The drill string for use inside the 4 ½-in. liner was 2 3/8-in. drill tubing, 5.3 lbs/ft, CS-Hydril connection. The torque rating for this pipe was 1,500 ft-lbs. A selection of 3 ½-in. fixed cutter bits/mills were ordered for the clean out work.

Two related technical problems were present with this drilling assembly; flow rate and mud weight. It would be critical to control the mud weight value and pump output within a range that was suitable for the motor to drill effectively.


The well was re-entered and drilled to TD in 79 days against a planned figure of 54 days. The drilling curve is illustrated in Figure 4.

9 ¼-in. Phase

Re-entry and clean-out of original hole

The initial operation of cleaning out the cement and suspension plug to 10 ¾-in. shoe at 14,936 ft required excessive reaming from about 7,000 ft onwards; probably due to barite sagging as the mud left in the original hole was not treated with viscosifiers for long-term suspension.

As the 9 ¼-in. open hole was cleaned to 15,419 ft, gas levels increased and the mud weight increased to 18.9 ppg. During the subsequent flow check the well was found to be flowing and on resuming circulation, losses occurred. Therefore, LCM pills were pumped to plug the loss zones and the mud weight was gradually raised in attempt to stop the flow on the annulus.

This loss/gain cycle continued during the reaming of the previously drilled open hole down to the original TD of 16,662 ft. At this point, mud weight had been increased to 19.2 ppg. Attempts were made to deepen the hole using this mud weight, but drilling was stopped at 16,700 ft due to further flows and losses. At this point, total fluid losses had increased to 7,490 bbl and total LCM pumped was 1,960 bbl.

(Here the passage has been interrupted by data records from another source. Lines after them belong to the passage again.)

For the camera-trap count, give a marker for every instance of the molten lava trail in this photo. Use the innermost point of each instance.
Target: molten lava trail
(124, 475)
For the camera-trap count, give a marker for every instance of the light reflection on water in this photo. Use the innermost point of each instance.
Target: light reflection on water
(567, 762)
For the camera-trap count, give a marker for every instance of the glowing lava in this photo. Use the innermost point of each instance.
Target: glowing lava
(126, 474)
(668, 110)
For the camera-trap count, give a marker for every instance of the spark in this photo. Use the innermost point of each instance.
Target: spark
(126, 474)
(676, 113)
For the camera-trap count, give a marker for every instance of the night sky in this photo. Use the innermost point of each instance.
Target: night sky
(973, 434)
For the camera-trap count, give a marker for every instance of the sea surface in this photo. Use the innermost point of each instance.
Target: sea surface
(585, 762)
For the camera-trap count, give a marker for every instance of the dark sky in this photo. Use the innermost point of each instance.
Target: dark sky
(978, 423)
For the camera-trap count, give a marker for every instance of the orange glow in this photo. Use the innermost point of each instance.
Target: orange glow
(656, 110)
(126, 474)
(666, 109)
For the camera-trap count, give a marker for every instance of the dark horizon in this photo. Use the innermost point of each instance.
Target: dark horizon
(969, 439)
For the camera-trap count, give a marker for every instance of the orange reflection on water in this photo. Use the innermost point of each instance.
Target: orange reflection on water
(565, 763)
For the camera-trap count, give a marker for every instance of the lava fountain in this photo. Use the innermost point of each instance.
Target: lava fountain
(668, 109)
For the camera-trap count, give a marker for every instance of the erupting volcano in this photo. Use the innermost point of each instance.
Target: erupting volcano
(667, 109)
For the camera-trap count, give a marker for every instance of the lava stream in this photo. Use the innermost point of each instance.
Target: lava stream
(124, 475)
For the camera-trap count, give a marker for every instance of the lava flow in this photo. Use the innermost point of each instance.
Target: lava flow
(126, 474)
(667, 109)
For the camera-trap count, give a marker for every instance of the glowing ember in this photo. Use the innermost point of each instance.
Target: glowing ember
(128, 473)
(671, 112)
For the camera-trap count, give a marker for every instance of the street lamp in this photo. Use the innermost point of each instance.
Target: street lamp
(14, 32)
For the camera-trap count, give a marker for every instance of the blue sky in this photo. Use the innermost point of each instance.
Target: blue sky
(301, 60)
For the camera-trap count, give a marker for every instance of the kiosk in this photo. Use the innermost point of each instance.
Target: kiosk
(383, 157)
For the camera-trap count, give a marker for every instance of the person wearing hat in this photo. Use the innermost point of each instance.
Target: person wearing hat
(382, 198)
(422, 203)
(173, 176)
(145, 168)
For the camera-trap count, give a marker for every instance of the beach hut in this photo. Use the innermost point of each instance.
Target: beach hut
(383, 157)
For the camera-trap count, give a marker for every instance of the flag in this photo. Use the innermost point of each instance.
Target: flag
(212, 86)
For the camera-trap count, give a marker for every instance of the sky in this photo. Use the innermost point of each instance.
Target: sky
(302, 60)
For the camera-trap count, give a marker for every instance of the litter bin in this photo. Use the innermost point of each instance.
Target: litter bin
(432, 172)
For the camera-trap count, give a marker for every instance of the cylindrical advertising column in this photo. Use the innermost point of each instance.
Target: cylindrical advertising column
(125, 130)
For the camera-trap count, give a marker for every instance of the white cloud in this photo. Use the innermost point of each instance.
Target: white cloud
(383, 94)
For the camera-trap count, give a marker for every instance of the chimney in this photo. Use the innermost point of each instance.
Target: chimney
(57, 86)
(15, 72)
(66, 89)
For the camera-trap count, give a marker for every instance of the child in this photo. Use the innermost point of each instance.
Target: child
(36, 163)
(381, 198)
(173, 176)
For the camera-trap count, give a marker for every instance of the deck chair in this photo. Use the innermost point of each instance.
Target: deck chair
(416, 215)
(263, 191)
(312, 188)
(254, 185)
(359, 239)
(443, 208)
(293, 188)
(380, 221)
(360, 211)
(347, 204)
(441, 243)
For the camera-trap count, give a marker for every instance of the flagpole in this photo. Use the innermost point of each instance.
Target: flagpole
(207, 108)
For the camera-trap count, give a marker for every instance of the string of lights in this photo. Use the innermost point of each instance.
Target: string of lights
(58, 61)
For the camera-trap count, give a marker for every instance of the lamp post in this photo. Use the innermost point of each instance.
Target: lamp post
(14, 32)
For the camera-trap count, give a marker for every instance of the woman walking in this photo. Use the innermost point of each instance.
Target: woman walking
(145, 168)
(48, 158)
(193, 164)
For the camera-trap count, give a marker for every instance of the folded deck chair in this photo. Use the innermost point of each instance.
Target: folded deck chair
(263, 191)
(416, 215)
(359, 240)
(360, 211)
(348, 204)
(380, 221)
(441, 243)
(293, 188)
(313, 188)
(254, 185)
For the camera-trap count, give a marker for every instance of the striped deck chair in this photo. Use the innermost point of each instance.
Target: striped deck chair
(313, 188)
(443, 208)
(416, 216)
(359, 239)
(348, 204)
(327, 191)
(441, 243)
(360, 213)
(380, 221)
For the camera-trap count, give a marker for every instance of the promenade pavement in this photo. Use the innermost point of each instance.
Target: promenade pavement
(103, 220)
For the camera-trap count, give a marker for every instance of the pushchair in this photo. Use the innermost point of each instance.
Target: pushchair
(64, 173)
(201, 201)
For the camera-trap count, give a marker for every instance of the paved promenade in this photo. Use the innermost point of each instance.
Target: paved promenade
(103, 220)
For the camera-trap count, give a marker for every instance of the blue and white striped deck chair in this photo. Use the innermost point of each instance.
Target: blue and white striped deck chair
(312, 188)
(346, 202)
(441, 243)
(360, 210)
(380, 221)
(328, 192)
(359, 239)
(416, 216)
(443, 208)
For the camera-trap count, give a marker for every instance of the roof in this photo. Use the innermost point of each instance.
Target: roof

Mud weights were now much higher than those seen during the original drilling and, given the narrow range between loss and gain, a decision was taken to squeeze cement across the entire open hole section to try and seal off the problem areas.

200 bbl of 19.5-ppg cement was squeezed through a retainer set above the 10 ¾-in. shoe into the open hole, the mud weight cut to 19 ppg and firm cement cleaned out to a depth of 15,355 ft, following which the hole was washed / reamed to the existing TD at 16,700 ft with no further losses or gains.

Drilling to the Jilh Salt Formation

Rotary drilling continued with a PDC bit to the top of the Minjur formation (16,985 ft), where penetration rates came down from 7 ft/hr at the start of the Minjur to 2 ft/hr by 17,150 ft, with the formation consisting of firm shales. The penetration rates continued to remain low, even when the mud weight was lowered to 18 ppg above the Jilh formation at 17,570 ft, where the estimated pore pressure had reduced to 17.6 ppg. With such low ROPs, it was decided to pick up the turbine.

A 6 5/8-in. turbine was run with a new 9 ¼-in. PDC bit. Initial penetration rates of 6 ft/hr was reduced to 4 ft/hr, and a trip was made to check the condition of the bit, which was only 5% worn. A different design PDC bit was picked up, and drilling rates increased, from 6 ft/hr up to a maximum of 15 ft/hr at the top of the first Jilh salt (18,167 ft).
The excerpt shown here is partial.